Self-hosted AI has that same bathwater risk, perhaps more so since enterprises aren’t saying they pay much attention to how AI-created data is used and stored. Business operations works off history, so to the extent that AI tools create history in the form of regular analysis, they’re creating a risk that an AI hallucination, even a small one, will contaminate the future analysis because it’s fed back onto the AI analysis. It takes a fair amount of expertise to design an AI analytics flow to avoid this problem, a level rare in enterprises and in most AI advocates as well.
All this complexity has, I believe, focused vendors more on erecting AI billboards than on actually promoting business AI. We have a lot of vendor interest in self-hosted AI, but so far enterprises aren’t getting much sales attention on the topic, except for the big IBM accounts.
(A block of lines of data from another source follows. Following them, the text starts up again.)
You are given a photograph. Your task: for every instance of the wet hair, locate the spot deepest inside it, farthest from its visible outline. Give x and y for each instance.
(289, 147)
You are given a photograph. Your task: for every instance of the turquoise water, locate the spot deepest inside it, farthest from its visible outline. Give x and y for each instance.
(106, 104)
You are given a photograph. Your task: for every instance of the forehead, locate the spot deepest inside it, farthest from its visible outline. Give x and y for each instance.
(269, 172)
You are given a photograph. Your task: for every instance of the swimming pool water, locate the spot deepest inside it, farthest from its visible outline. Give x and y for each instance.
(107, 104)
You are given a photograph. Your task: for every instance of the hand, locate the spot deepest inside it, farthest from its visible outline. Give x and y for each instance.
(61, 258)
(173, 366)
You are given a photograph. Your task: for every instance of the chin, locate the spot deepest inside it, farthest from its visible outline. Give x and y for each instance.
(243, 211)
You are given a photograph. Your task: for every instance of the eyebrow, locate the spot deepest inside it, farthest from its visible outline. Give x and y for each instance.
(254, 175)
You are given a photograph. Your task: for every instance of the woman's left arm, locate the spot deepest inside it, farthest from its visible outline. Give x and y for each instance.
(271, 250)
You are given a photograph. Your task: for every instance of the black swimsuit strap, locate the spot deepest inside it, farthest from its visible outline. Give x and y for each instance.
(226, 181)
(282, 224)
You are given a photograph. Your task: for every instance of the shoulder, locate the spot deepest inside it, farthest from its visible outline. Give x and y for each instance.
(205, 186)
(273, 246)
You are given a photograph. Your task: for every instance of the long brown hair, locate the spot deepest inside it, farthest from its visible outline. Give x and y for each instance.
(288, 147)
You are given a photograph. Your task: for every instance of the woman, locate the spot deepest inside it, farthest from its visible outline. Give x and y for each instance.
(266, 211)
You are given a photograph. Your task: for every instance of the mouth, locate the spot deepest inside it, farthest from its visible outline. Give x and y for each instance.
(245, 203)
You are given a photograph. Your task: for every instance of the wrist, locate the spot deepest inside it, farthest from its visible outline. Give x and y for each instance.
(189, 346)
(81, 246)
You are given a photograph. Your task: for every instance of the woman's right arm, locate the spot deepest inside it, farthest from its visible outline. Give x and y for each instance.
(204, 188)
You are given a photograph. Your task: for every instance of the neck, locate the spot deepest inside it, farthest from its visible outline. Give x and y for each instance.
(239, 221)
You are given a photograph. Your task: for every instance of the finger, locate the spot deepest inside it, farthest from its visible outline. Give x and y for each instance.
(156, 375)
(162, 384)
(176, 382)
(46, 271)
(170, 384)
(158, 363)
I think that may be due to the fact that there’s still a broad set of options for how one self-hosts AI, how it’s integrated into business-analytics missions, and how it’s monetized both for user projects and vendor profits.
I think the FT story is really about the problem with how generative AI has captured the focus of AI business use without realizing the real value, but I don’t think it’s the fault of AI but of the software vendors. Hype is addictive and too many are simply raising the AI flag rather than doing the work of creating a practical way to use AI to improve business operations. The problem with that is that it leaves the buyer without a real business case, and so leaves the vendor without the revenue benefit of AI.